United as a nation 

Kerlyssa de VerteuilKerlyssa de Verteuil 

By Leela Ramdeen, Chair, CCSJ & Director, CREDI 

CCSJ shares with you 15-year-old Kerlyssa de Verteuil’s second prize poem at CCSJ’s & the Catholic Youth Commission’s Spoken Word Competition on October 2, on the theme for Justice, Peace, and Community Week: The dignity of workInter alia, she urges us to “unite as a nation”, and to “break the chains that strip us of our dignity; that corrupts our society”. 

I am in London and once again family and friends of Trinidadian origin are concerned about what we are doing to build “community” in T&T. Many are concerned that in the lead up to the local government election (December 2), they are not hearing enough about plans by the various political parties to improve the quality of life of ALL citizens. 
They hope that parties and their followers will focus on policy-oriented issues rather than constantly making statements that can inflame passions, and further divide members of our multi-ethnic society. 

Has much changed since Ralph R Premdas’ 1996 sentiments outlined in his ‘Working Paper 224 on Ethnicity and Elections in the Caribbean’—with a focus on T&T? He said: “Elections elicit fearsome primordial responses and are deeply divisive affairs. In a communally divided society lacking shared beliefs, all political structures, however neutrally designed, tend to be tainted and imbued with suspect ethnic motifs and interests…In the give and take of the electoral campaign, negative ethnic stereotypes are often invoked and manipulated for votes. Consequently, intersectional animosity and distrust rise to new levels at elections time.” 
He continued, “After the elections are over, the ethnic distrust that was cultivated does not disappear but is retained as a residue on which new fears are built…Elections have served not as a mechanism to weld a diverse people together but to signal a struggle for ethnic assertion and superiority. In part, this evolved not so much out of a conspiracy by ethnic chauvinists but from the fact of interethnic fear of domination by another communal section.” 

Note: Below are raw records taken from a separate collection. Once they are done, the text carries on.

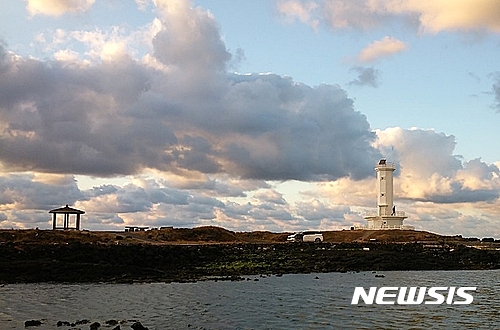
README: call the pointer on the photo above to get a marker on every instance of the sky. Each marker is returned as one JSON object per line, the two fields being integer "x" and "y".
{"x": 250, "y": 115}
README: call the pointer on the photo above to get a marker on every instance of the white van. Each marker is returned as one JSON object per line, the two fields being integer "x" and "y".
{"x": 306, "y": 236}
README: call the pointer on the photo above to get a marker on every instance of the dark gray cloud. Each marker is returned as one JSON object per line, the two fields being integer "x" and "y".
{"x": 23, "y": 191}
{"x": 111, "y": 119}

Kerlyssa’s spoken word highlights some of the issues to be addressed. 

The Work World 

Kerlyssa De Verteuil, St Joseph’s Convent, St Joseph 

Parish of St Francis of Assisi, Sangre Grande 

The housewife, the heart of the home 

While the husband goes to reap what he sows 

The woman in the past was seen as a fragile submissive woman who was made to stay at home 

And the man was seen as the breadwinner of the abode 

In postcolonial times the way in which they worked 

Was that the man did the labour in the fields and the woman stayed home and cooked. 

The dignity of work was seen in jobs with the suit and the tie 

Not in the type that made people try and try to the point where they wanted to cry. 

Those were back in the days; things would never stay the same but apart from technology have we really changed in any way? 

The unemployment rate increased, and the employment rate decreased but that’s okay? 

The underemployed still have no place to work even if they are better workers than the rest. 

The men are still seen as being superior to the women, the women are still being paid less, not the best, but does that make sense? 

Sexual harassment shape shifts and transforms itself so that it always finds a place in our work world. 

It watches people everywhere they go and leaves no one out in the cold. 

It haunts you at work and then makes advances into your home 

It treats you as an object with a colour and not as a scholar with a power and it will just trample you like a flower. 

The question in my mind right now is what will the future unfold? 

Dignity of work they say but some people are still looking and searching for that dignity in this world. 

Dignity of work shouldn’t be based on the social hierarchy or the tyranny of our society 

But rather on how we present ourselves and respect ourselves to earn our dignity. 

We as a country need to pray to change our ways so things wouldn’t stay the same 

To unite as a nation that will no longer be silent or violent since this workplace doesn’t make you feel safe in any way. 

We need to pray to break the chains that strip us of our dignity; that corrupts our society 

We need to change history, make new memories and truly earn our work dignity.